Baca berita tanpa iklan. Gabung Kompas.com+

“Kewajiban bersertifikat halal ini sesuai Peraturan Pemerintah Nomor 39 tahun 2021 tentang Penyelenggaraan Bidang Jaminan Produk Halal,” imbuhnya.

Baca juga: Ramai soal Daging Babi Vegan Halal atau Tidak, Ini Kata MUI

3 kelompok pedagang yang harus punya sertifikat halal

Aqil mengungkapkan, pedagang wajib mempunyai sertifikat halal pada masa penerapan pertama aturan ini yang berakhir pada 17 Oktober 2024.

"Berdasarkan regulasi JPH (Jaminan Produk Halal), ada tiga kelompok produk yang harus sudah bersertifikat halal seiring dengan berakhirnya penahapan pertama tersebut," kata Aqil.

Pedagang atau pemilik usaha yang wajib melakukan sertifikasi halal dari BPJPH sebelum 17 Oktober 2024 di antaranya:

  1. Pedagang makanan dan minuman
  2. Pedagang bahan baku, bahan tambahan pangan, dan bahan penolong untuk produk makanan dan minuman
  3. Pedagang produk hasil sembelihan dan jasa penyembelihan.

Baca juga: Ramai soal Produk Wine Klaim Punya Sertifikat Halal, Ini Penjelasan MUI dan Kemenag

Sanksi jika tidak sertifikasi halal

Aqil mengatakan, akan ada sanksi bagi pedagang tersebut di atas jika tidak segera mendapatkan sertifikat halal sebelum 17 Oktober 2024.

“Untuk itu kami imbau para pelaku usaha untuk segera mengurus sertifikat halal melalui BPJPH,” ucap Aqil

"Batasan ketiga kelompok produk tersebut sudah jelas, dan tanpa pengecualian.
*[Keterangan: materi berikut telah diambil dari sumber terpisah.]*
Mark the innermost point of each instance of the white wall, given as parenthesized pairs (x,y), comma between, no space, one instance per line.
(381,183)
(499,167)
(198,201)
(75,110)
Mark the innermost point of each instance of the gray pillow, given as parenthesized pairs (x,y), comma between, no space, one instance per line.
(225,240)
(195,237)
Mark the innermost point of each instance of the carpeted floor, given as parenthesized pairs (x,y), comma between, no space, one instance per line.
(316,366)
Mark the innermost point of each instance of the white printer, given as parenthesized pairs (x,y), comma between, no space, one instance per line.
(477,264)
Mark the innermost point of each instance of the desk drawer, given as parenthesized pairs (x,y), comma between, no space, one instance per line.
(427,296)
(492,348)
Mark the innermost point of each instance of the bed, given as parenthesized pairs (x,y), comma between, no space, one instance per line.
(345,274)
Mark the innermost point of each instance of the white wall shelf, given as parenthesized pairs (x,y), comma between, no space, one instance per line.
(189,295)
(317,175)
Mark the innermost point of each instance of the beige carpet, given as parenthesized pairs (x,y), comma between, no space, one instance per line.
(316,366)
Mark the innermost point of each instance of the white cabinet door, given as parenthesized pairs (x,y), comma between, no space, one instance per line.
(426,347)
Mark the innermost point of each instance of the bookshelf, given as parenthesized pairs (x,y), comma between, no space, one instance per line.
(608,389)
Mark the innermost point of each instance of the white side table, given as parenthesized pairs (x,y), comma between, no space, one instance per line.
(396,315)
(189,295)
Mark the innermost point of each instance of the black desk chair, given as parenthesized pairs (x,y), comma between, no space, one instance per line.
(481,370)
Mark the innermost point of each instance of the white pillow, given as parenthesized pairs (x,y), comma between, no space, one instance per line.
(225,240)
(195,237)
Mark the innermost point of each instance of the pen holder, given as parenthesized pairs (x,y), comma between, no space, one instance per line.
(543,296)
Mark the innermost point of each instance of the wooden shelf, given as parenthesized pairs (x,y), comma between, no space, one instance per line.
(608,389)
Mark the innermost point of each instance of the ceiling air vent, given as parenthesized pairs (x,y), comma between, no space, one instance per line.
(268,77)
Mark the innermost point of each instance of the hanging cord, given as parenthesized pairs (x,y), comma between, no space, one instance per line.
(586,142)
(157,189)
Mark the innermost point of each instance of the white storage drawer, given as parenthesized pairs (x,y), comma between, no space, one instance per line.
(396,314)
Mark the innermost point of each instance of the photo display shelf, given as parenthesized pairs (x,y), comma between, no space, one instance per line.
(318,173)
Jadi misalnya produk makanan, mau itu yang diproduksi oleh usaha besar, menengah, kecil hingga mikro seperti pedagang kaki lima di pinggir jalan, semuanya sama, dikenai ketentuan kewajiban sertifikasi halal sesuai ketentuan regulasi," lanjutnya.
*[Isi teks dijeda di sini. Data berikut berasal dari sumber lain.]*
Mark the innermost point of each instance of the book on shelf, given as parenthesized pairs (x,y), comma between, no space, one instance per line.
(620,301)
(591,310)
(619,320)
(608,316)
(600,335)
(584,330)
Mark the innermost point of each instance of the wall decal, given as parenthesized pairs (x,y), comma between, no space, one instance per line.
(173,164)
Nantinya, sanksi yang akan diberikan berupa peringatan tertulis, denda administratif, hingga penarikan barang dari peredaran.

Ia menyebut, sanksi tersebut sesuai dengan ketentuan yang ada di dalam PP Nomor 39 Tahun 2021 tentang Penyelenggaran Bidang Jaminan Produk Halal.
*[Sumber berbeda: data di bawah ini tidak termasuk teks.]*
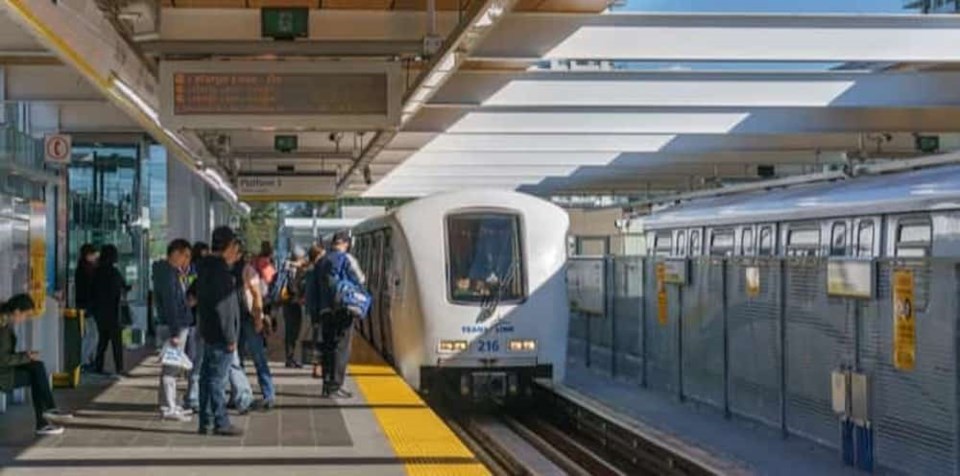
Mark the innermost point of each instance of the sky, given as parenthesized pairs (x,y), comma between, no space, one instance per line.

“Oleh karena itu, sebelum kewajiban sertifikasi halal tersebut diterapkan, kami mengimbau  kepada pelaku usaha khususnya dengan ketiga kategori produk di atas untuk segera mengurus sertifikat halal produknya," tegas Aqil kembali.

Baca juga: Diklaim Halal oleh MUI, Apa Itu Pewarna Makanan Karmin?

Cara sertifikasi halal gratis

Aqil menerangkan, saat ini BPJPH kembali menyediakan kuota Sertifikasi Halal Gratis atau Sehati melalui jalur sertifikasi halal self declare sebagai kemudahan yang dapat dimanfaatkan oleh pelaku usaha mikro dan kecil (UMK) di seluruh Indonesia.

"Ini adalah kemudahan Pemerintah yang harus dimanfaatkan oleh para pelaku UMK. Silakan para pelaku UMK bersegera mengajukan sertifikasi halal, mumpung kuotanya masih tersedia," imbaunya.

Dikutip dari laman BPJPH, berikut alur pendaftaran Sehati:

  1. Pelaku usaha membuat akun SIHALAL di ptsp.halal.go.id
  2. Mempersiapkan data permohonan sertifikasi halal dan memilih Pendamping Proses Produk Halal (PPH)
  3. Melengkapi data permohonan bersama Pendamping PPH
  4. Mengajukan permohonan sertifikasi halal dengan pernyataan pelaku usaha melalui SIHALAL
  5. Pendamping PPH melakukan verifikasi dan validasi atas pernyataan pelaku usaha
  6. BPJPH melakukan verifikasi dan validasi melalui sistem terhadap laporan hasil pendampingan PPH
  7. Jika sudah, BPJPH akan menerbitkan STTD (Surat Tanda Terima Dokumen)
  8. Komite Fatwa Produk Halal menerima laporan hasil pendampingan proses produk halal yang telah terverifikasi oleh BPJPH dan melakukan sidang fatwa untuk menetapkan kehalalan produk
  9. BPJPH menerima ketetapan kehalalan produk, kemudian menerbitkan sertifikat halal
  10. Pelaku usaha mengunduh sertifikat halal melalui SIHALAL.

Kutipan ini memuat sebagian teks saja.